About the Tempo architecture
Grafana Tempo is a distributed tracing backend designed for high-volume trace ingestion and querying at scale. Tempo 3.0 introduces a new architecture that decouples the write and read paths using a Kafka-compatible message queue as a durable intermediary.
Design philosophy
The Tempo architecture is built around several key principles.
Separate components handle writing trace data to storage and serving queries. You can scale writes and reads independently, and a failure in one path doesn’t affect the other.
Kafka serves as a durable write-ahead log (WAL) between distributors and downstream consumers. Once Kafka acknowledges a write, the data is safe. This replaces the previous in-process ingestion WAL that lived on local disks, while live-stores still use a separate local WAL for quickly available search.
Because Kafka provides durability on the write path, Tempo doesn’t need to replicate data across multiple instances. This replication factor of 1 significantly reduces cost and query complexity.
Tempo uses Apache Parquet as the default columnar block format, storing trace data in a columnar layout that enables efficient querying of specific attributes without reading entire traces.
Refer to Apache Parquet block format configuration and Apache Parquet schema to learn more.
Write path
The write path gets trace data from instrumented applications into long-term object storage.
- Distributors receive trace data over OTLP or other supported protocols, validate it against rate limits, shard traces by trace ID, and write records to Kafka partitions.
- Kafka durably stores the records. The write is acknowledged to the client as soon as Kafka confirms receipt.
- Block-builders consume records from Kafka, organize spans into blocks in Apache Parquet format, and flush those blocks to object storage.
The block-builder operates on a consumption cycle: it reads a batch of records from Kafka, builds blocks from them, flushes the blocks to object storage, and commits the offset back to Kafka.
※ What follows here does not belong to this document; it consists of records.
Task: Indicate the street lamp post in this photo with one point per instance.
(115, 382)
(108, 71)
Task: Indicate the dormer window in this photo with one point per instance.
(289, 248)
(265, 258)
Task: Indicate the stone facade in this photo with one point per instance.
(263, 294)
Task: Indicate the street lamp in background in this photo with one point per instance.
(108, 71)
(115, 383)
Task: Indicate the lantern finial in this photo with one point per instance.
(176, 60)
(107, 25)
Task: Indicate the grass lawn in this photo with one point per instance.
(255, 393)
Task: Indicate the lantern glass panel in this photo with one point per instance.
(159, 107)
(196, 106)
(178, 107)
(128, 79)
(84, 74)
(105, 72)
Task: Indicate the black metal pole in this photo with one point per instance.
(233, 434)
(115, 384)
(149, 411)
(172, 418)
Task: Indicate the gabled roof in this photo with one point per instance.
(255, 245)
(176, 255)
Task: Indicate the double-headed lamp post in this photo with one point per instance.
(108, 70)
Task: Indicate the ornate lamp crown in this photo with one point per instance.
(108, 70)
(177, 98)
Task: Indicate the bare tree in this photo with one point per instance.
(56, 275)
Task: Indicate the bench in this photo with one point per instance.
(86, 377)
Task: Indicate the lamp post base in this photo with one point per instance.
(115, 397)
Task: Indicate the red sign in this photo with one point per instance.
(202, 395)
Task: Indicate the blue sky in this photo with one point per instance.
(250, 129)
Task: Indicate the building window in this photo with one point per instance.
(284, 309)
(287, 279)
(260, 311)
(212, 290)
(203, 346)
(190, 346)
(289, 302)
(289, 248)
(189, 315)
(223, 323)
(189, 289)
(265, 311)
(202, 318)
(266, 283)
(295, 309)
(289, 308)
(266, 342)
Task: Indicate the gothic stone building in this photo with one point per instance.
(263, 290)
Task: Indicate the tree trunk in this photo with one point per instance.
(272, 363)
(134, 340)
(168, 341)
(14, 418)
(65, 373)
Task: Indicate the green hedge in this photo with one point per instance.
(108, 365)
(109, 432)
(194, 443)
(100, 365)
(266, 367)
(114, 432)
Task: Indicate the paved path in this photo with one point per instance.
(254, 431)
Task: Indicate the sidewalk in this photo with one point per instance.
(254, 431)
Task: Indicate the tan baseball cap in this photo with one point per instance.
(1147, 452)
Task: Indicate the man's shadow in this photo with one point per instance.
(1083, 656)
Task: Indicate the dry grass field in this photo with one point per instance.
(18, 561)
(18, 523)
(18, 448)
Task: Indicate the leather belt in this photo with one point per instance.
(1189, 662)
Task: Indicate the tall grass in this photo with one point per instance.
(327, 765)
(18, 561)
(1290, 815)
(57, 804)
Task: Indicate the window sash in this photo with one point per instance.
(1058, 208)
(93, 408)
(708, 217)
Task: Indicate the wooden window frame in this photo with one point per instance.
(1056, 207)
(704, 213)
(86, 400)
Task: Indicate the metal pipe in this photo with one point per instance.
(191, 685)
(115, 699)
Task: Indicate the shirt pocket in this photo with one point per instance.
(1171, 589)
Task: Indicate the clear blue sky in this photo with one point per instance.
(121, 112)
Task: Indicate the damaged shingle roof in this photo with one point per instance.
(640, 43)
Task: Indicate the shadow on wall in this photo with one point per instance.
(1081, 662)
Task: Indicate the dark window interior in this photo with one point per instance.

Each cycle produces a clean cut of data. Traces that span multiple cycles have their spans split across blocks, which the query path handles at query time.
Read path
The read path serves queries by combining recent data from live-stores with historical data from object storage.
- The query frontend receives a query, shards it into parallel jobs, and distributes them to queriers.
- Queriers execute jobs by fetching data from two sources: live-stores for recent data (typically the last 30 minutes to 1 hour) and object storage for historical data, using bloom filters and indexes for efficient block lookups.
- The query frontend merges results from all queriers and returns the response.
Live-stores and the recent data window
Live-stores are the read-path component responsible for serving recent trace data. They consume from Kafka independently of block-builders and write traces to temporary on-disk blocks, making them available for queries seconds after they’re consumed.
Live-stores exist because there’s a gap between when you write data to Kafka and when the block-builder flushes it to object storage. During this window, the only way to query that data is through the live-store.
Live-stores own the partition lifecycle within Tempo. They manage a partition ring that tracks which partitions are active and which live-stores own them. This is separate from Kafka’s internal partition management. Refer to the partition ring documentation for details.
How the paths connect
The write and read paths connect through two mechanisms:
- Kafka is the shared source of truth. Both block-builders and live-stores consume from the same Kafka partitions, but they track their own consumer offsets independently.
- Object storage is where the paths converge. Block-builders write blocks there; queriers read from there.
Even if a block-builder is down or slow, live-stores continue serving recent data. If a live-store restarts, it replays from Kafka to rebuild its in-memory state. The two paths are resilient to independent failures.